O presidente Vladimir Putin afirmou que o país pode enfrentar uma, verdadeira extinção, caso a tendência de queda nos nascimentos continue
O Ministério da Saúde da Rússia passou a orientar que mulheres que não desejam ter filhos sejam encaminhadas à psicoterapia, em meio à queda da taxa de fecundidade, que atualmente é de 1,4 filho por mulher, abaixo do nível de reposição populacional. A medida, aprovada em fevereiro, visa “promover uma atitude positiva em relação à maternidade”, mas recebeu críticas de mulheres entrevistadas pela AFP, que a consideram coercitiva e ineficaz.
Especialistas e mulheres relataram que fatores econômicos, sociais e estruturais influenciam a decisão de não ter filhos, e que a iniciativa estatal não aborda essas questões. Anastasia, de 29 anos, citou o alto custo de vida e a dificuldade de garantir moradia e estabilidade financeira, enquanto Maria, especialista em TI, disse que a política tenta controlar escolhas individuais e desconsidera a necessidade de garantias sociais e segurança.
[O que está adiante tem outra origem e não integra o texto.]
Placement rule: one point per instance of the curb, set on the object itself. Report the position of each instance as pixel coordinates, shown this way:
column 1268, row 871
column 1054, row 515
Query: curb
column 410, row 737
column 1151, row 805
Além do encaminhamento psicológico, as autoridades russas endureceram regras sobre aborto e proibiram a chamada “propaganda anti-filhos”, que restringe debates públicos sobre a escolha de não ter filhos. A legislação prevê multas de até 400 mil rublos (cerca de R$ 26 mil) para quem descumprir a norma, reforçando a pressão do Estado sobre decisões reprodutivas.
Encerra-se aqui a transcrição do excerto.